FAMOUS STORYTELLERS FOR YOUNG PEOPLE

By

Pub Date: Feb. 5th, 1967
Publisher: Dodd, Mead

Loosely interpreted, storytellers means folklorists (the Grimms, Padraic Colum), fantasists (Andersen, George MacDonald, Dinah Maria Mulock, Frank Baum, Kenneth Grahame) and writers of more or less realistic fiction (Mary Mapes Dodge, Margaret Sidney, Kate Douglas Wiggin); the only thread connecting the twenty two is the authorship of at least one work well-loved at some time by younger children. (Only this criterion can account for Thackeray and Ruskin.) The trouble is that the diligent recapitulation of the chronology of each, with shallow characterization and less background, has no relevance to the child who'd be reading the story and fails altogether as an introduction to the excerpt which concludes each chapter.

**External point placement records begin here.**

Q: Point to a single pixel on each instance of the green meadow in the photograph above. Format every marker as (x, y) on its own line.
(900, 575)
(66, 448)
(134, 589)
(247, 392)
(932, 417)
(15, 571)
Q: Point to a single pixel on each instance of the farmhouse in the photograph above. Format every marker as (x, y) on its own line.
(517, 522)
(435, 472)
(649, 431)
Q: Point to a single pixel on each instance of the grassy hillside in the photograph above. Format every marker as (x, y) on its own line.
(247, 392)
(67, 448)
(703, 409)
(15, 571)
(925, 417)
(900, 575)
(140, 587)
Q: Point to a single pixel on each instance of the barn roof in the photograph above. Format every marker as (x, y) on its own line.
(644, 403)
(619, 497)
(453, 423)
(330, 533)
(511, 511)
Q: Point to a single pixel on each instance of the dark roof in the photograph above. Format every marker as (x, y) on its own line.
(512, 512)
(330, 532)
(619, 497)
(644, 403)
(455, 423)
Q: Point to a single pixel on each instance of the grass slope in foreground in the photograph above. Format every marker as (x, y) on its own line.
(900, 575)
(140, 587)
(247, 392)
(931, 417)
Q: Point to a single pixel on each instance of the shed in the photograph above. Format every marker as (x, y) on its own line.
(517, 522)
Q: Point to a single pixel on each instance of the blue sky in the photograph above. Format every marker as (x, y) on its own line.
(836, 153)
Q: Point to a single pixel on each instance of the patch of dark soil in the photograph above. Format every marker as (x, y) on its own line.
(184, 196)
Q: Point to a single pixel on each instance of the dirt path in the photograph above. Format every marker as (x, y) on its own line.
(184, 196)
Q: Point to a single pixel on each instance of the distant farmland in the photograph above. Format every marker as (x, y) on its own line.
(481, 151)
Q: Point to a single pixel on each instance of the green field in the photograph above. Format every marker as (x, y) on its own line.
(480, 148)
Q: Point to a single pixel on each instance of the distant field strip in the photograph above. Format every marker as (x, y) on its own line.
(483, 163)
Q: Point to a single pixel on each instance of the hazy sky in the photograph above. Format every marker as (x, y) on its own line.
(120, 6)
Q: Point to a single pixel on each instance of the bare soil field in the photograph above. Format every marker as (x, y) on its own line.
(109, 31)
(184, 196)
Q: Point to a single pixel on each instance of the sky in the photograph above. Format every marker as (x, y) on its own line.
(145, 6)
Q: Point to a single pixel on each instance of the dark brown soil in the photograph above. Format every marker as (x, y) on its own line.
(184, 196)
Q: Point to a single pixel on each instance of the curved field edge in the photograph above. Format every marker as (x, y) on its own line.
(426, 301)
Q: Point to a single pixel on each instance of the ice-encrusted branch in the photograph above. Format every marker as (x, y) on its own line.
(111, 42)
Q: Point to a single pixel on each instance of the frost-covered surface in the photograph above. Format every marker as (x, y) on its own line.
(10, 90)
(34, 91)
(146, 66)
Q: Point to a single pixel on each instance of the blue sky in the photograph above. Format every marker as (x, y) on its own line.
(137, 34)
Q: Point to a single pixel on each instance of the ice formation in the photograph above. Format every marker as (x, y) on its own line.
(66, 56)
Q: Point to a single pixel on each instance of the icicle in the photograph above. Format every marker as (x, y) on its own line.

Further, the tone is prissy (""a fine boy with a superior mind"") and condescending (""but he never sank to the level of the poor people who surrounded him""). For the record, the others are Frances Browne, Lucretia Hale, Charlotte Yonge, Frank Stockton, Mrs. Molesworth, Mrs. Swing, Frances Hodgson Burnett, Howard Pyle and E. Nesbit.